While press coverage of Summer Streets has been generally positive, tales of the miffed muffler shop owner and complaining cabinet maker are bound to continue, as reporters hunt for naysayers to "balance" out their stories. But what will be the economic reality of Summer Streets? Here, Streetsblog Publisher Mark Gorton gives his account of Saturday lunch with the family at an outdoor café on Park Avenue and 51st Street.

The host told us that he could seat us, but that they couldn't put our order in for at least a half hour because the kitchen was so backed up. He said on a normal Saturday they would have had three or four tables occupied, but there were about 30 tables filled. He pointed and said, "Look, even the manager is taking tables." We were happy to wait, so we sat and ate. As I looked around the café, only a couple tables looked to be filled by bikers. My guess is that lots of people who would never have bothered to walk along Park Ave. on a Saturday suddenly found it an interesting place to be.
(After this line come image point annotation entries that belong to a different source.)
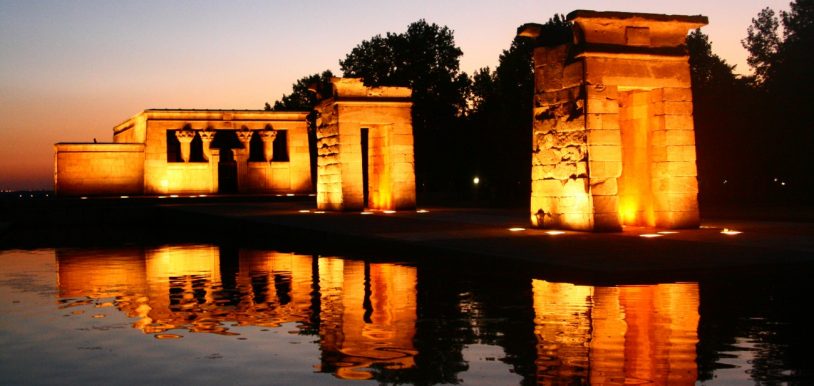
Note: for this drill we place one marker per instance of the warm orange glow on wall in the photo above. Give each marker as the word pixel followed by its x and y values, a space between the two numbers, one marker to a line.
pixel 355 122
pixel 139 160
pixel 612 137
pixel 378 334
pixel 641 334
pixel 635 192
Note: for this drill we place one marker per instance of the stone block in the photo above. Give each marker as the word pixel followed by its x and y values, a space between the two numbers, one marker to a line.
pixel 672 202
pixel 672 138
pixel 604 186
pixel 673 169
pixel 593 121
pixel 605 169
pixel 547 187
pixel 605 153
pixel 572 74
pixel 684 153
pixel 575 187
pixel 610 121
pixel 604 137
pixel 605 204
pixel 607 222
pixel 677 108
pixel 677 94
pixel 602 106
pixel 684 185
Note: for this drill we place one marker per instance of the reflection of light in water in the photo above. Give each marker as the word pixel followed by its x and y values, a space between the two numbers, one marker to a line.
pixel 374 306
pixel 628 334
pixel 367 311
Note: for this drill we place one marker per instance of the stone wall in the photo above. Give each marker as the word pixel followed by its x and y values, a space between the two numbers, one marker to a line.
pixel 164 177
pixel 383 115
pixel 85 169
pixel 613 139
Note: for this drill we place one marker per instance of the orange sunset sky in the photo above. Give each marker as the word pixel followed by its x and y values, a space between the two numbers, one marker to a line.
pixel 71 70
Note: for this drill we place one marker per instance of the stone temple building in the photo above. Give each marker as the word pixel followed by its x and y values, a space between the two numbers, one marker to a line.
pixel 159 152
pixel 364 152
pixel 365 147
pixel 613 138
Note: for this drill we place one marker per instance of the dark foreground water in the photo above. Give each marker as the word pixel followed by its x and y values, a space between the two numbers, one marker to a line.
pixel 217 314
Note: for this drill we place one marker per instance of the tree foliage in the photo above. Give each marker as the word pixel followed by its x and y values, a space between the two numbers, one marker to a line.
pixel 301 98
pixel 426 59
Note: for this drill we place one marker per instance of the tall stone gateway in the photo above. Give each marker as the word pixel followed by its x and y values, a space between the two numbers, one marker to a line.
pixel 365 147
pixel 613 138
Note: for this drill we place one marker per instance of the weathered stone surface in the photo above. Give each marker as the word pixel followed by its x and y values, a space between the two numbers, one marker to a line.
pixel 384 114
pixel 604 187
pixel 624 101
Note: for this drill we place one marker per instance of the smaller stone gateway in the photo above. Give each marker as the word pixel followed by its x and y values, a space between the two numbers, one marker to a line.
pixel 174 151
pixel 613 138
pixel 365 147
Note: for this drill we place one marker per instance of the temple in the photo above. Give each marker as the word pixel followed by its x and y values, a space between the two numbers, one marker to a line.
pixel 365 147
pixel 191 152
pixel 613 138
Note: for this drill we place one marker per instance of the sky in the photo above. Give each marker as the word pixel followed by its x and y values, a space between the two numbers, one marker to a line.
pixel 71 70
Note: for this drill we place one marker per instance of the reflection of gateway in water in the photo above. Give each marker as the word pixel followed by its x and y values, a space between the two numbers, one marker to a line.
pixel 366 311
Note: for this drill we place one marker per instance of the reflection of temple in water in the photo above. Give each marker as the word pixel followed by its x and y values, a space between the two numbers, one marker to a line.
pixel 616 335
pixel 363 312
pixel 373 319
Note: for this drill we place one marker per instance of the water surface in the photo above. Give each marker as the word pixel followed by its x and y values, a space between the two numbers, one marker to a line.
pixel 220 314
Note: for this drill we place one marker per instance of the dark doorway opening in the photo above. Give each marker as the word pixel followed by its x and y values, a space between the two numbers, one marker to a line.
pixel 365 172
pixel 227 172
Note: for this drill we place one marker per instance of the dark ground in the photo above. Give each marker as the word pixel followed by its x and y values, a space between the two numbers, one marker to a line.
pixel 774 237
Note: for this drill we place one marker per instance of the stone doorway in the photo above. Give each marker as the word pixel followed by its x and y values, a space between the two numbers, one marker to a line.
pixel 227 172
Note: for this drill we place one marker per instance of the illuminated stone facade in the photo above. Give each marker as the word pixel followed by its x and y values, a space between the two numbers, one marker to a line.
pixel 191 152
pixel 365 148
pixel 613 138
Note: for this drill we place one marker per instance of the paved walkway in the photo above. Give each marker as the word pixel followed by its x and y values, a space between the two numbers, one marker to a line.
pixel 486 233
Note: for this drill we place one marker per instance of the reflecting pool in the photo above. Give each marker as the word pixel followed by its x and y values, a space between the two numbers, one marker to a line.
pixel 221 314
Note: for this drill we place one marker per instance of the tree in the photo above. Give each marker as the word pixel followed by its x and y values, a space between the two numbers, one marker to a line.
pixel 782 67
pixel 500 119
pixel 426 59
pixel 763 44
pixel 301 98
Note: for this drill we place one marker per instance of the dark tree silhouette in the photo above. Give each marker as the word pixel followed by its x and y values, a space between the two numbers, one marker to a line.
pixel 501 118
pixel 301 99
pixel 782 65
pixel 426 59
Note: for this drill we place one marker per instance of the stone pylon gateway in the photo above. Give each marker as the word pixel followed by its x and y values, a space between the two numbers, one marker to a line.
pixel 613 138
pixel 365 147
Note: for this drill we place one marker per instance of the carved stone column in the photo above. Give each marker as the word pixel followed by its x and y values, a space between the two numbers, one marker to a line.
pixel 206 137
pixel 268 143
pixel 185 137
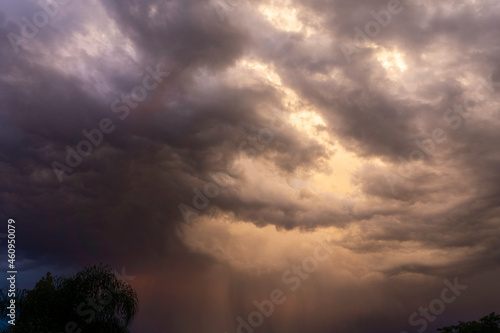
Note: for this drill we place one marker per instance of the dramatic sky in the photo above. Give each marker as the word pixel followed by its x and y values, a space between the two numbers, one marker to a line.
pixel 231 138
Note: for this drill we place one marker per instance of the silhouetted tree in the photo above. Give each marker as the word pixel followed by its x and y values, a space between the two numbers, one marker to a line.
pixel 92 300
pixel 487 324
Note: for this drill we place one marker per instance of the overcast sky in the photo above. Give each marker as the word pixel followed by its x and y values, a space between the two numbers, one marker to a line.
pixel 208 147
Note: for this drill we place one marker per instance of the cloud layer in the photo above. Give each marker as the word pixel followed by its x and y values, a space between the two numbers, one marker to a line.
pixel 268 126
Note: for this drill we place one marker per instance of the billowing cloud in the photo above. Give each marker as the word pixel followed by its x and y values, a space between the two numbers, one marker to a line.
pixel 208 147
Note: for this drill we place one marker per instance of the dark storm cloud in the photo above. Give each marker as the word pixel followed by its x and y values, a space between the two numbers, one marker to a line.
pixel 120 204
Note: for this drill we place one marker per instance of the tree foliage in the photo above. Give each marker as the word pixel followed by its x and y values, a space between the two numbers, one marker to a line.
pixel 487 324
pixel 92 300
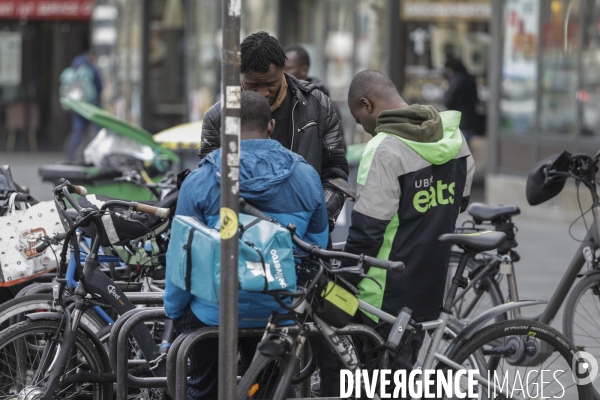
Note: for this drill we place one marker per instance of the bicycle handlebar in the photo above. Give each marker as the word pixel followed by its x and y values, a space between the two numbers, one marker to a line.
pixel 158 211
pixel 80 190
pixel 23 198
pixel 311 249
pixel 20 197
pixel 57 238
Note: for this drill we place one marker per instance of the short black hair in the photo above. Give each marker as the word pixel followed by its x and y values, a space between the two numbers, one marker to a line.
pixel 367 83
pixel 301 53
pixel 259 51
pixel 256 111
pixel 455 64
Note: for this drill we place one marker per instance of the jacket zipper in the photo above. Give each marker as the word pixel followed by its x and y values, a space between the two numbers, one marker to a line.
pixel 293 126
pixel 308 125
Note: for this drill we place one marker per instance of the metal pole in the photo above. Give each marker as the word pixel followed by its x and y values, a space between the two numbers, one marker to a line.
pixel 230 161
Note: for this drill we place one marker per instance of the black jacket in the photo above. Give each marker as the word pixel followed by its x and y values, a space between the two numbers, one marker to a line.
pixel 315 135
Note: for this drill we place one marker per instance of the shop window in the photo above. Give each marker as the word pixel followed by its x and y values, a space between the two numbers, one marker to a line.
pixel 519 69
pixel 560 46
pixel 588 95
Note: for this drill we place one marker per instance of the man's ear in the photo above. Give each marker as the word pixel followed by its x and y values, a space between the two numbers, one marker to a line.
pixel 270 127
pixel 364 102
pixel 304 70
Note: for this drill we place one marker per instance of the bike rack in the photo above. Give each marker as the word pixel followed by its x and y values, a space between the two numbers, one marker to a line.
pixel 119 350
pixel 177 358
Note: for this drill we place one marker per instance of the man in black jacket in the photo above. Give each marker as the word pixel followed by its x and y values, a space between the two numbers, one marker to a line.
pixel 306 122
pixel 298 64
pixel 461 95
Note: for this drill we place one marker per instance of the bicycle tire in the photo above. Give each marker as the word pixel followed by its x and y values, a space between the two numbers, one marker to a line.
pixel 14 338
pixel 253 377
pixel 501 334
pixel 489 287
pixel 570 328
pixel 12 311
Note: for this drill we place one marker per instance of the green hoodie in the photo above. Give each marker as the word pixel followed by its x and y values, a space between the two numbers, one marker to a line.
pixel 413 180
pixel 434 136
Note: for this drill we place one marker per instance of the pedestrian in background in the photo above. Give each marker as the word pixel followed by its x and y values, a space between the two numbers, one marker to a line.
pixel 461 95
pixel 306 122
pixel 298 65
pixel 80 81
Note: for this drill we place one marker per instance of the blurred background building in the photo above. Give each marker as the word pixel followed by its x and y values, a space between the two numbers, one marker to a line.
pixel 536 62
pixel 38 39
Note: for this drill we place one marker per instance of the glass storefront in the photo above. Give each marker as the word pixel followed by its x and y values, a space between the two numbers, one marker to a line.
pixel 550 81
pixel 432 33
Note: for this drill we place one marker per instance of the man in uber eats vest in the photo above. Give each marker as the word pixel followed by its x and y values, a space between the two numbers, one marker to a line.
pixel 413 180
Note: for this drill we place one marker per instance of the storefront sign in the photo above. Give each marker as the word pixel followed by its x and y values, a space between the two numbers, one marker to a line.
pixel 10 58
pixel 470 10
pixel 64 10
pixel 521 38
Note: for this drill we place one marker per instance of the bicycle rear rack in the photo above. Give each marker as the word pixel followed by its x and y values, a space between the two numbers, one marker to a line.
pixel 177 358
pixel 119 350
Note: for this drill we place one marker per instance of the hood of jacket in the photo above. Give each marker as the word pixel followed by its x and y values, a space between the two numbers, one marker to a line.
pixel 264 164
pixel 433 135
pixel 79 61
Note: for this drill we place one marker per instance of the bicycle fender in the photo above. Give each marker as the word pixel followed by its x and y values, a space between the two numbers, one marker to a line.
pixel 588 273
pixel 44 315
pixel 91 335
pixel 476 324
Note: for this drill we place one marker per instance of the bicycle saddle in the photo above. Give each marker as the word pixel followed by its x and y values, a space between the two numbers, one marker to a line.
pixel 479 241
pixel 489 212
pixel 139 224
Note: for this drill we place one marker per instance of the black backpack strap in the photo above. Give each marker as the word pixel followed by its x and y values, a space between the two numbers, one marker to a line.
pixel 250 225
pixel 188 269
pixel 262 260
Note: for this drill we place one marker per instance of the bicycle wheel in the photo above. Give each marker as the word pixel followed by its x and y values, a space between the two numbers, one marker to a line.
pixel 22 375
pixel 527 359
pixel 581 319
pixel 13 311
pixel 261 378
pixel 483 295
pixel 453 328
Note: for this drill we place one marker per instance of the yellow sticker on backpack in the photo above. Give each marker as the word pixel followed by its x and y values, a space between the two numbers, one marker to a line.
pixel 229 223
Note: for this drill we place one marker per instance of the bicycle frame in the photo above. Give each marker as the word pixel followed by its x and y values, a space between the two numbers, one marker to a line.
pixel 94 281
pixel 350 360
pixel 592 240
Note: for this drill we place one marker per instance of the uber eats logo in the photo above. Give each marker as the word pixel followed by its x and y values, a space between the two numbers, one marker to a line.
pixel 433 194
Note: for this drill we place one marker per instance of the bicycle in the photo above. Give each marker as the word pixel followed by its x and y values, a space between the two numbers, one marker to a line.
pixel 582 312
pixel 505 346
pixel 54 355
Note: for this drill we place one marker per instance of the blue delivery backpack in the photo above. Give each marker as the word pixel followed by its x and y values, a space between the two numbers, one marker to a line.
pixel 265 262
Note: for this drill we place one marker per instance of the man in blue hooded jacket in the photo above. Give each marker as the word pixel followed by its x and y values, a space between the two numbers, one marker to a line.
pixel 274 180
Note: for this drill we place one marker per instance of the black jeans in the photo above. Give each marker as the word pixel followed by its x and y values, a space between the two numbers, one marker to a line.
pixel 204 359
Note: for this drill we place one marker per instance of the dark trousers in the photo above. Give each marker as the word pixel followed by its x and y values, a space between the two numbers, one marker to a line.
pixel 204 359
pixel 79 127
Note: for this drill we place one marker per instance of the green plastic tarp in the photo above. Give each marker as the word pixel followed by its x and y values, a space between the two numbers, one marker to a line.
pixel 106 120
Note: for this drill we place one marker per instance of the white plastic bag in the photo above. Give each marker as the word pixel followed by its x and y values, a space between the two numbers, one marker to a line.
pixel 20 233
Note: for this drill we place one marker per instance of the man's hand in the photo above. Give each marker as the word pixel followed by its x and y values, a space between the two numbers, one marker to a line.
pixel 335 203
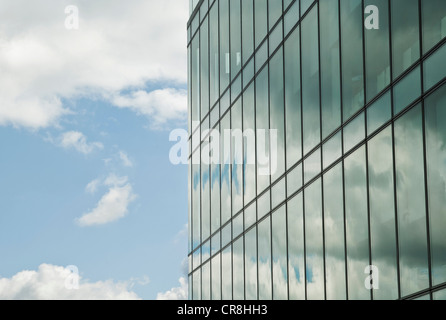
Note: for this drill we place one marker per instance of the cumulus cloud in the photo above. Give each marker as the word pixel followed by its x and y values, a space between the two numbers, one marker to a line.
pixel 78 141
pixel 177 293
pixel 49 283
pixel 159 105
pixel 113 205
pixel 126 162
pixel 118 50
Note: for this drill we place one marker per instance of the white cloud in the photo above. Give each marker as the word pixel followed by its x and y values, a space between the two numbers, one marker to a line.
pixel 93 186
pixel 126 162
pixel 78 141
pixel 177 293
pixel 118 48
pixel 159 105
pixel 49 283
pixel 113 205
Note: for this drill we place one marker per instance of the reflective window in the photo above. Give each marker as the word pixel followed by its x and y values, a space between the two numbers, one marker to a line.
pixel 249 146
pixel 332 149
pixel 411 202
pixel 405 35
pixel 279 247
pixel 236 50
pixel 382 214
pixel 216 277
pixel 238 272
pixel 334 234
pixel 262 129
pixel 226 275
pixel 407 90
pixel 435 108
pixel 351 55
pixel 261 22
pixel 314 242
pixel 310 81
pixel 237 157
pixel 432 73
pixel 330 66
pixel 225 56
pixel 379 113
pixel 377 51
pixel 247 29
pixel 264 259
pixel 292 99
pixel 434 22
pixel 251 264
pixel 206 282
pixel 214 55
pixel 356 224
pixel 296 265
pixel 277 122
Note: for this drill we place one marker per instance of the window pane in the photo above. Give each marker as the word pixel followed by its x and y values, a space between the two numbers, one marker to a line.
pixel 354 132
pixel 251 264
pixel 226 276
pixel 247 29
pixel 261 29
pixel 204 68
pixel 314 242
pixel 237 157
pixel 379 113
pixel 196 289
pixel 432 72
pixel 264 249
pixel 310 81
pixel 382 214
pixel 225 172
pixel 279 245
pixel 236 51
pixel 434 22
pixel 294 180
pixel 224 45
pixel 352 61
pixel 292 99
pixel 213 55
pixel 312 165
pixel 436 177
pixel 206 282
pixel 377 51
pixel 334 234
pixel 262 128
pixel 249 145
pixel 296 267
pixel 332 149
pixel 411 202
pixel 330 70
pixel 277 142
pixel 356 224
pixel 405 35
pixel 238 273
pixel 440 295
pixel 216 277
pixel 274 12
pixel 407 90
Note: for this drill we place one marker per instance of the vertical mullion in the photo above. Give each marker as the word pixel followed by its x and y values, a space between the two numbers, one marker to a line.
pixel 302 150
pixel 342 147
pixel 322 154
pixel 420 17
pixel 285 177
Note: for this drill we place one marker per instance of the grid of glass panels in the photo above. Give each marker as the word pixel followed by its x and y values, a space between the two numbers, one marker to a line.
pixel 360 178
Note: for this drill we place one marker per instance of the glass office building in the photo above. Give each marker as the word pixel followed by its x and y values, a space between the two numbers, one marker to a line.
pixel 347 100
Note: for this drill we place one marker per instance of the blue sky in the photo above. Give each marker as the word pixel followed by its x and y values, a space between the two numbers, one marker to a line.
pixel 85 176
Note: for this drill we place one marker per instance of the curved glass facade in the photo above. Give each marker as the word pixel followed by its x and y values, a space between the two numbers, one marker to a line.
pixel 318 158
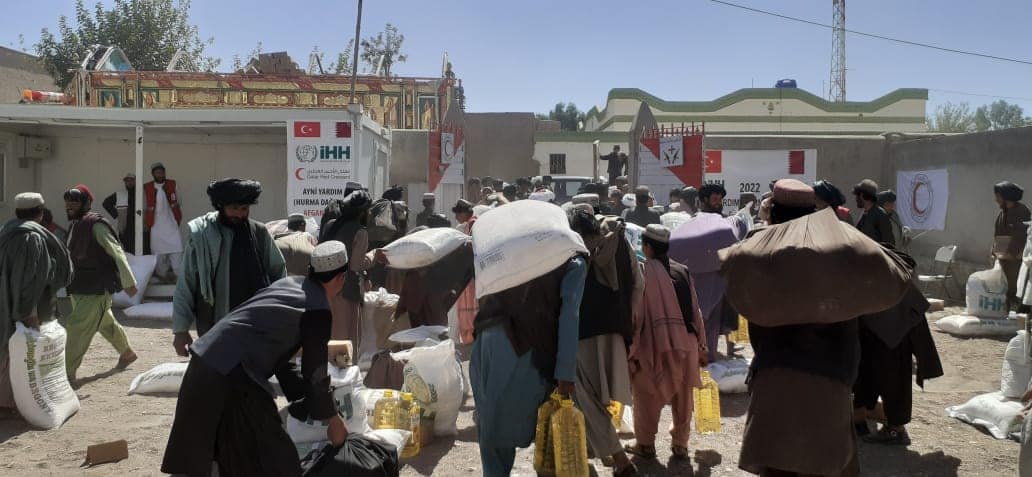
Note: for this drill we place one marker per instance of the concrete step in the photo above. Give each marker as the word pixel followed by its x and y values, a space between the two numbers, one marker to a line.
pixel 155 290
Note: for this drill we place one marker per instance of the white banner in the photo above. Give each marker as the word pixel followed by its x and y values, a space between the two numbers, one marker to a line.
pixel 320 159
pixel 750 171
pixel 922 198
pixel 453 155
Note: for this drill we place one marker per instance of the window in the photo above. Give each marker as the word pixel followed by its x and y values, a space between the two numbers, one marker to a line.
pixel 556 163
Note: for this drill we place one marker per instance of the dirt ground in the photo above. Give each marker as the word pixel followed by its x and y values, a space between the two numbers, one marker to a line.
pixel 941 446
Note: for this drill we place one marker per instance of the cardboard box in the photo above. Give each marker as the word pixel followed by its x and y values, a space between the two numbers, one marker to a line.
pixel 106 452
pixel 341 352
pixel 936 305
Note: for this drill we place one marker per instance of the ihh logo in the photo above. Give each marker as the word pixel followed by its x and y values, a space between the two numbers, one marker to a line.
pixel 986 303
pixel 334 153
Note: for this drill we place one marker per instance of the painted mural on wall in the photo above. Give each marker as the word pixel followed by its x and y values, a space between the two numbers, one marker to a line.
pixel 396 102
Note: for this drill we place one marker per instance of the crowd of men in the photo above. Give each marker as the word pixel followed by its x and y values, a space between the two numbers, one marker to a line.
pixel 604 326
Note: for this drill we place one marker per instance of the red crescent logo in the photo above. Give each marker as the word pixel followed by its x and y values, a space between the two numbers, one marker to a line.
pixel 913 198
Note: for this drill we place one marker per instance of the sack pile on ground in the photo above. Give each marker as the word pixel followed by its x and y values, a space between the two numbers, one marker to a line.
pixel 37 375
pixel 164 378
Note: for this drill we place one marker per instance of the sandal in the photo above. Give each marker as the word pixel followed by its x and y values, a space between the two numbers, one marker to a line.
pixel 630 471
pixel 641 451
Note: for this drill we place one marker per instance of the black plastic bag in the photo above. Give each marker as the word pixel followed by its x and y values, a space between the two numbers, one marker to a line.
pixel 357 457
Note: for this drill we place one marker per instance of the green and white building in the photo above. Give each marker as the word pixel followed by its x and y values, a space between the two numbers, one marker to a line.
pixel 758 112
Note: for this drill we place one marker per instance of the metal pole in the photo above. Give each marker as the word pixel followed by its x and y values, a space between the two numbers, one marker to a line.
pixel 138 193
pixel 594 161
pixel 354 59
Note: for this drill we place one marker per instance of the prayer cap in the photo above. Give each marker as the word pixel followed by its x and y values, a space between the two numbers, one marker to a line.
pixel 885 196
pixel 866 187
pixel 543 195
pixel 329 256
pixel 791 192
pixel 462 205
pixel 79 193
pixel 27 200
pixel 591 199
pixel 1009 191
pixel 481 210
pixel 657 232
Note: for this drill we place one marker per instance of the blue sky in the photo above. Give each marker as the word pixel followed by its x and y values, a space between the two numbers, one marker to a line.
pixel 524 56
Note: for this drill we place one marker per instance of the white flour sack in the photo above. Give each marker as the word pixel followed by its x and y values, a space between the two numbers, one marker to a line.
pixel 987 293
pixel 37 375
pixel 142 268
pixel 423 248
pixel 164 378
pixel 519 242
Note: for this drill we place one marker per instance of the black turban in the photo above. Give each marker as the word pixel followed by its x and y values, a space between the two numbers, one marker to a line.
pixel 1009 191
pixel 394 193
pixel 710 189
pixel 233 192
pixel 829 193
pixel 885 196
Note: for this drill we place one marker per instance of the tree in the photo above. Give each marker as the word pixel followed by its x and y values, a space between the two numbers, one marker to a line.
pixel 149 31
pixel 567 114
pixel 386 44
pixel 1000 115
pixel 343 65
pixel 953 118
pixel 238 63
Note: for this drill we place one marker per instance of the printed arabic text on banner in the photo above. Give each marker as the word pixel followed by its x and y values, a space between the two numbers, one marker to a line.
pixel 923 197
pixel 320 160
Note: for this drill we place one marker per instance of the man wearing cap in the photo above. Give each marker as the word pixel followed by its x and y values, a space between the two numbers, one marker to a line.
pixel 428 200
pixel 887 200
pixel 34 264
pixel 227 259
pixel 101 269
pixel 874 222
pixel 641 215
pixel 606 328
pixel 473 190
pixel 162 219
pixel 296 245
pixel 689 200
pixel 711 198
pixel 348 226
pixel 669 349
pixel 616 163
pixel 122 207
pixel 800 414
pixel 1010 233
pixel 226 411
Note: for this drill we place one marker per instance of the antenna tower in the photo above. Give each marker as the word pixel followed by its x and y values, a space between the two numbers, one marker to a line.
pixel 837 85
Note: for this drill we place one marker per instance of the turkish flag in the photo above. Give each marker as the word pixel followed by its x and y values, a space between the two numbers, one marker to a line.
pixel 714 161
pixel 797 162
pixel 307 129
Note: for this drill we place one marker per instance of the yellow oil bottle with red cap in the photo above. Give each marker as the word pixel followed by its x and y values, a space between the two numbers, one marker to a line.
pixel 707 406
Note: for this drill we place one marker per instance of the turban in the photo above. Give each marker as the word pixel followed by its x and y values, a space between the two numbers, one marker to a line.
pixel 1009 191
pixel 233 192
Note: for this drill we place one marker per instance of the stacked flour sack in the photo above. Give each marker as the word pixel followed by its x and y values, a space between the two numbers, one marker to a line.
pixel 987 313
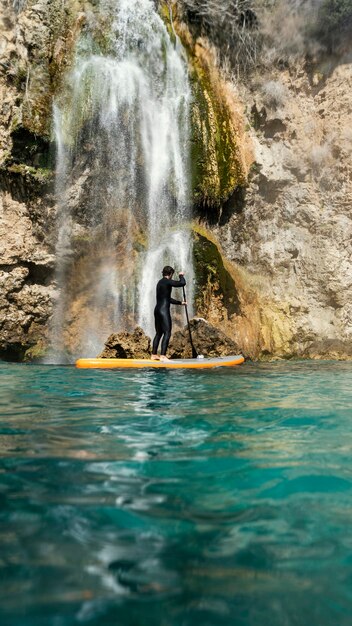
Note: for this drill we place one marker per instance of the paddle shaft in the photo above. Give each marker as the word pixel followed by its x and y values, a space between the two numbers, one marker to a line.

Most of the stories we've seen reflect Mark's experience: In general, businesses which rely on foot traffic expected and/or received a boost from Summer Streets. Streetsblogger Larry Littlefield has suggested altering the route to exclude more car-dependent enterprises, like furniture stores. What else could, or should, the city do -- if anything -- to take such businesses into account? And how did (or will) Summer Streets affect your spending habits?